Legaler Betrug?


Bin letztens beim Surfen auf Sonderauktionen.net aufmerksam geworden. Wo früher das Fundamt noch eine schöne Anwesenheits-Auktion veranstaltet hat, findet nunmehr im beschaulichen Borken im Netz statt. Dank des übersichtlichen Kalenders steige ich auch rechtzeitig ein, registriere mich und bin dabei. Schön übersichtlich werden die Fundsachen, hier in der Regel herrenlose Fahrräder mit Bild aufgelistet. Ein Startpreis reduziert sich je Minute um 1 Cent und wer meint, der Kaufpreis sei günstig, der schlägt zu. Ich entdecke ein Alurad von Kettler, das mit einem Startpreis von 130 € beginnt, die Auktion endet entweder mit dem Kauf durch einen Bieter oder automatisch bei 80 €. Soweit so gut. Bei 97,43 € kribbelts mir in den Fingern, denn ich sage mir, wenn da eine untere Preisgrenze von 80 € definiert wird, dann dürfte das mit dem Wert dieses Rades zu tun haben, und beende die Auktion.
Ein paar Tage später hole ich das Fahrrad gegen Barzahlung ab. Erstmal ein bisschen Luft aufpumpen ist klar, das stand ja eine Zeitlang.Dann der Schrecken: bei näherem Hinsehen entpuppt sich, dass das Hinterrad ein 8 hat und am Rahmen festhängt, die eine Bremse hat keine Verbindung, die Klingel kaputt, der Sattel kaputt, die Gangschaltung ist ohne Kabel, der Kettenschutz ist total verbogen. Wirtschaftlicher Totalschaden stellt ein Fahrradhändler fest. Eine Nachfrage bei der Stadt bringt nur zutage, dass bei Fundsachen gilt: gekauft wie gesehen, kein Rückgaberecht. ABZOCKE meine ich!
Den Link habe ich sofort gelöscht und Fundsachenversteigerungen sind für mich ab sofort tabu.

6 KOMMENTARE ZUM Artikel

  1. Sascha hat diesen Kommentar am 8. April 2009 geschrieben| Permalink

    Das ist bei Fundsachen-Versteigerungen oder auch Versteigerungen von Sachen aus Straftaten tatsächlich so. Vor der eigentlichen Versteigerung sieht man sich die einzelnen Objekte, die meist in einem Raum gesammelt aufgestellt sind, daher gründlich an.

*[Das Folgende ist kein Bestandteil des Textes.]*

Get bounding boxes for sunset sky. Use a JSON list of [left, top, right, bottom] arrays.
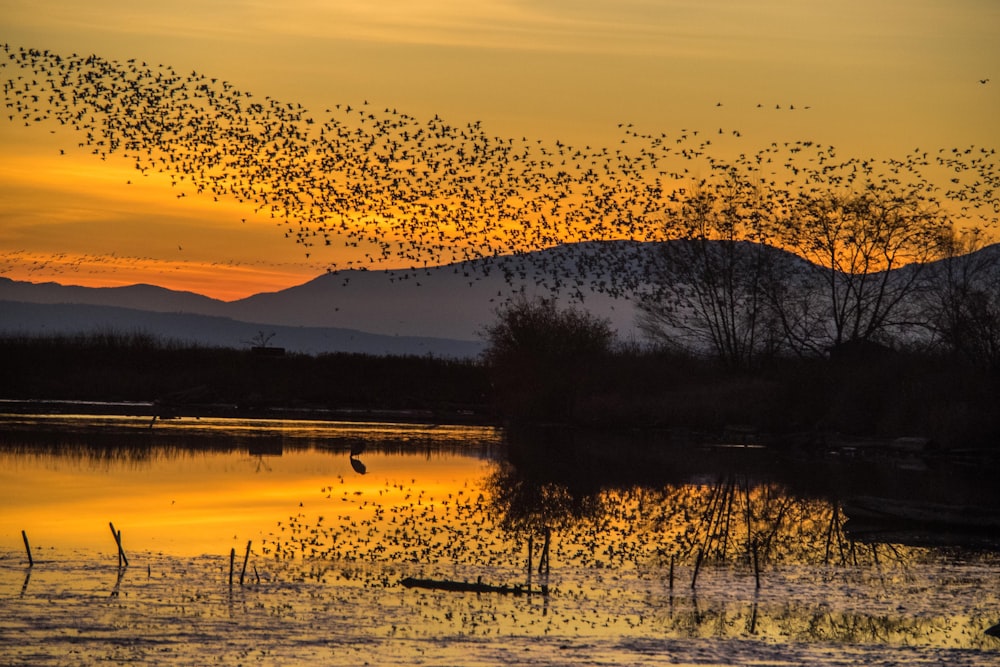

Ein gewisses Rest-Risiko gibt es dann vor allem bei Elektro-Artikeln oder Autos, die man sich zwar ansehen, aber nicht starten darf.

    Wenn so eine Auktion übers Internet läuft, ist die Sache natürlich schwieriger, da man sich dann die Gegenstände nur schwer in Ruhe aus allen Winkeln ansehen kann, um “Macken” zu entdecken. Von daher würde ich auch von solchen Auktionen -zumindest im Internet- abraten, da hier das Risiko einfach zu hoch ist, dass man Mängel am Produkt übersieht.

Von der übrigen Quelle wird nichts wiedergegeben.